Working Abroad- How to Help Employees Weather the Storm

Topic(s): development, employee satisfaction, job performance, motivation, stress
Publication: Academy of Management Journal
Article: Newcomers Abroad: Expatriate adaption during early phases of International assignments.
Authors: B. M. Firth, G. Chen, B. L. Kirkman & K. Kim
Reviewed by: Andrew Morris

More and more organizations these days are sending employees on international assignments. This can have many benefits for these organizations, and can be exciting for the individual.

But not everyone proves successful in integrating into foreign cultures, which affects their work and can ultimately lead to major losses for organizations.

The research paper under review looked at the relationship between work adjustment and performance. Interestingly, the researchers cite various authors who say that very little research has been done to examine expatriate experiences over time.

INITIAL ADJUSTMENT TO WORKING ABROAD

The researchers highlighted motivation and stress-related states as being important in the process of adjustment

Cross-cultural motivation (being able to adapt to other cultures, as well as taking an active interest in their customs) and psychological empowerment (including feelings of competence, freedom and purpose) were identified as being particularly important for high initial adjustment.

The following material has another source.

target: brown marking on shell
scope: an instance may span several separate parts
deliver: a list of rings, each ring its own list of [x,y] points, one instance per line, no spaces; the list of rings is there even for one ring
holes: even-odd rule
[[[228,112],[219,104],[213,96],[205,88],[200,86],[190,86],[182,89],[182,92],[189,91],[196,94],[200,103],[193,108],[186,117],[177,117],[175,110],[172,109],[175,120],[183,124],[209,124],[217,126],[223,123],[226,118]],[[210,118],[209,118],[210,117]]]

Psychological empowerment has a unique impact on motivation, helping expats adjust quicker. Highly motivated individuals seek out social support, are more proactive at work, and consequently show better initial coping skills and overall performance. But despite high initial levels of work adjustment, this group can experience a decline over time. Research suggests that this is because the workers recalibrate their efforts in line with their experiences.

 

THE STRESS TEST

Higher levels of early work adjustment have various outcomes over time, depending on other factors such as experiencing challenge or hindrance stressors.

These stressors reflect work conditions. But– as the name suggests– the challenge stressors are more positive, providing better outcomes (such as promotions or raises), which garner greater engagement and performance. Challenge stressors can actually help maintain high levels of adjustment over time.

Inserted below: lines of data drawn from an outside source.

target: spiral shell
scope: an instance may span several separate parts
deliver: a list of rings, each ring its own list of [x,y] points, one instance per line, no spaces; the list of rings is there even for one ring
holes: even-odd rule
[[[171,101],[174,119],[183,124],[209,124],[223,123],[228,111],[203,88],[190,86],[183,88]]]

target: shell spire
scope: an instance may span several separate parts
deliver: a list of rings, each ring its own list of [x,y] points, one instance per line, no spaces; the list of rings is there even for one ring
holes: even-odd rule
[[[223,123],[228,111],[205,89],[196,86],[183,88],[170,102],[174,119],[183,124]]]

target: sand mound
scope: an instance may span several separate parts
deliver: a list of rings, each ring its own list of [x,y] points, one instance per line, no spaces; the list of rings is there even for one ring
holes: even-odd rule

Hindrance stressors such as work-related conflict or organizational unfairness, on the other hand, can derail and stifle an employee’s efforts at growth and achievement. Coping with such stressors takes away resources necessary for adjustment and high performance.

 

BENEFITS OF THIS RESEARCH

For organizations sending employees abroad, these findings could be very beneficial.

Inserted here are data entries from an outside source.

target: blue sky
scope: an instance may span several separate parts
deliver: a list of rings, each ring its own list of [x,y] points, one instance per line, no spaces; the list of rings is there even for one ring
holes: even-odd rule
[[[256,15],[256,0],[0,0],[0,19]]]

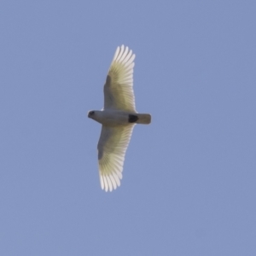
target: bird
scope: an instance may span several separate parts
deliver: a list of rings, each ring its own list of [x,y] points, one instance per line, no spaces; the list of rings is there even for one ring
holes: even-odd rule
[[[104,84],[104,107],[88,112],[88,118],[102,124],[98,168],[101,187],[106,192],[120,186],[125,152],[135,125],[151,123],[149,113],[138,113],[135,108],[134,59],[135,54],[127,46],[116,49]]]

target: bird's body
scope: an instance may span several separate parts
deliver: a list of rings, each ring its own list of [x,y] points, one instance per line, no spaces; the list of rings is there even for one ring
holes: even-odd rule
[[[125,154],[135,124],[150,124],[151,115],[135,109],[133,67],[135,55],[118,47],[104,85],[104,108],[88,117],[102,125],[98,143],[101,186],[112,191],[120,185]]]
[[[91,112],[91,111],[90,111]],[[127,111],[103,109],[93,110],[91,119],[106,126],[120,126],[137,124],[149,124],[150,115]],[[140,119],[141,117],[141,119]],[[143,118],[145,119],[143,121]]]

The results lend support to the idea of screening individuals for high cross-cultural motivation and psychological empowerment levels, which were some of the indicators for high work adjustment abilities. These findings could also help organizations target and improve these aspects within individuals chosen for international assignments so that they are empowered before they even begin working abroad.

This study can aid in the development of programs for those already working abroad to help them reach and maintain satisfactory levels of adjustment, and also help raise managers’ awareness to maintain initial motivation levels and perhaps re-design work tasks where necessary so as to lessen the influence of hindrance stressors.